Now under the stewardship of the BNP and a more nationalistic civil society, Dhaka is pivoting toward a more muscular, autonomous foreign policy. It is actively seeking to diversify its strategic partnerships, look toward Beijing and Washington, and reduce what it views as a humiliating over-dependence on New Delhi.
If India’s strategists believe that border coercion or strong-arm tactics will force Dhaka back into its orbit, they are miscalculating badly. Such manoeuvres achieve the exact opposite.

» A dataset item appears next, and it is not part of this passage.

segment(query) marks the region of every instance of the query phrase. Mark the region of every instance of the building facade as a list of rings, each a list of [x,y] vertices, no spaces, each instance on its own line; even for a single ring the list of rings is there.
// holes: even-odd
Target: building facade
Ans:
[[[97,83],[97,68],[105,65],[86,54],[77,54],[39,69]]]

They shrink the political space for any Bangladeshi leader to be seen cooperating with India, while providing ample justification for Dhaka to accelerate its strategic decoupling from New Delhi.
But statecraft requires alignment between what diplomats say in New Delhi and what border guards do in West Bengal. India cannot credibly proffer the hand of friendship while its security forces are seen as pushing the unwanted across the border.

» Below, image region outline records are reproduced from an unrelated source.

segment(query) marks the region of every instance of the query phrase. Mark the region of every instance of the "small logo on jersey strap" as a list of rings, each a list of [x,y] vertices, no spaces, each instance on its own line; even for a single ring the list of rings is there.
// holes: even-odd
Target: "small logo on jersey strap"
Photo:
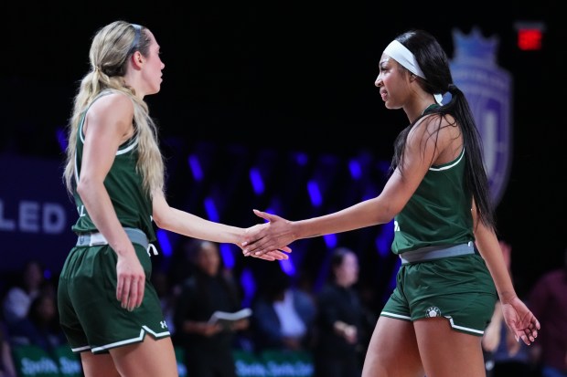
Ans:
[[[437,307],[429,307],[427,310],[425,310],[425,317],[433,318],[433,317],[441,317],[441,310]]]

The current diplomatic thaw is superficial and entirely reversible. Every incident on the frontier chips away at the scarce capital of goodwill that diplomats have painstakingly rebuilt. If India desires a stable, predictable relationship with a post-Hasina Bangladesh, it must abandon unilateral border tactics that Dhaka perceives as coercive.
New Delhi must learn to treat its neighbour as a sovereign equal rather than a satellite state destined to live in its shadow. If it fails to do so, the border will continue to sabotage Indian diplomacy faster than its diplomats can repair it.
(Faisal Mahmud is a Dhaka-based journalist. He was posted as the Minister (Press) of Bangladesh High Commission during the interim government’s period. This is an opinion piece and the views expressed are the author's own. The Quint neither endorses nor is responsible for them.)